Thomas Ripley: Bir Öfkenin Arka Planı

Nisan ayının başlarında Netflix’in Originals serisinde listelenen Ripley (2024), aslında seyircinin çok yakından tanıdığı bir ismi, Thomas Ripley’i kadrajın merkezine yerleştiriyor. Thomas (Tom) Ripley, Patricia Highsmith’in beş polisiyeden oluşan roman serisinin başkarakteri. Hemen her dilde kalabalık bir okur kitlesine sahip Highsmith’in 1955 ila 1991 yılları arasında kaleme aldığı bu polisiye romanlar, bugüne kadar çok sayıda film ve diziye uyarlandı. Highsmith’in metinlerindeki eleştirel bakışın bu uyarlamalara da bir ölçüde yansıdığı söylenebilir. Diğer yandan, ekrana yansıyan Tomlar hem birbirlerinden hem de serideki aslından hayli farklı. Bu Tomlar arasından en ilgi çekeni ise daha şimdiden Ripley (2024)’e ait. Söz konusu Tom’a dair akılda kalan en güçlü bağlam düşünüldüğünde bu, şüphesiz, dehşet verici bir sakinlik içinde dışavuran öfkesi. Tom’un dizinin öteki karakterlerine yönelen bütüncül öfkesini sorgulayan bu çalışma, dizi akışı içinde şu soruların yanıtlarını arıyor: Tom’un öfkesinin kökleri nerede saklı, bu öfke nereden besleniyor? Bu öfke kendini dışavururken nasıl bir hattan ilerliyor?

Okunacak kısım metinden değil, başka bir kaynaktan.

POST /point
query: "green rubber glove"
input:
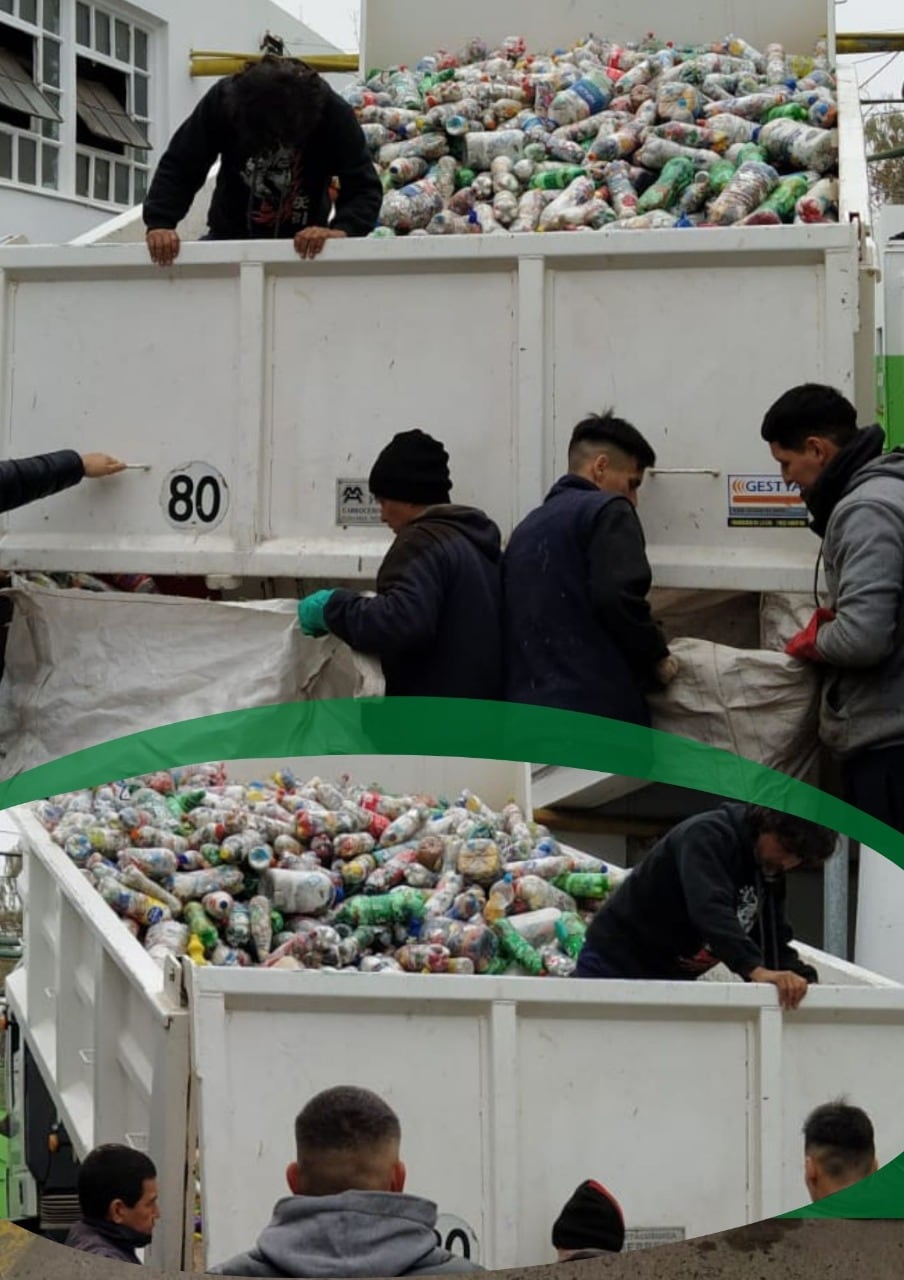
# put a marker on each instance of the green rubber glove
(311, 613)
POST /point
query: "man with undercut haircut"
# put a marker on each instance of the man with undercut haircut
(347, 1214)
(839, 1148)
(579, 630)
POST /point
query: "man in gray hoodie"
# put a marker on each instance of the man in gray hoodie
(855, 498)
(347, 1214)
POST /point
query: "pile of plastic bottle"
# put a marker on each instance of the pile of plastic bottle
(329, 876)
(601, 136)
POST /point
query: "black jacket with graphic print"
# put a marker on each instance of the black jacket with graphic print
(698, 897)
(268, 196)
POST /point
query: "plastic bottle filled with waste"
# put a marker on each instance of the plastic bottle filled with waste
(261, 926)
(133, 878)
(423, 958)
(300, 892)
(127, 901)
(800, 145)
(501, 900)
(201, 926)
(780, 205)
(676, 176)
(515, 947)
(749, 187)
(570, 933)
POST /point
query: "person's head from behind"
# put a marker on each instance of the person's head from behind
(804, 429)
(839, 1148)
(347, 1139)
(410, 475)
(118, 1184)
(274, 103)
(610, 453)
(590, 1223)
(785, 844)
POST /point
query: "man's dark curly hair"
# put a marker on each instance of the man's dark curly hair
(275, 101)
(808, 840)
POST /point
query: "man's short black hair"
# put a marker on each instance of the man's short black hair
(345, 1119)
(841, 1138)
(807, 840)
(602, 429)
(275, 101)
(109, 1173)
(809, 410)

Ripley (2024) bir diziden ziyade uzun metrajlı bir filmi andırıyor aslında. Eserde siyah beyaz ekran kullanımı, belirli estetik incelikler kazanmanın ve alımlamada niteliği arttırmanın yanında, insanlar arası ilişkilere odaklanırken de zamansallığı mümkün mertebe paranteze almayı sağlıyor. Bu koşul, dizide yer alan yaşantı örneklerini bugünkü tartışmalara daha kolay taşımayı olanaklı kılıyor.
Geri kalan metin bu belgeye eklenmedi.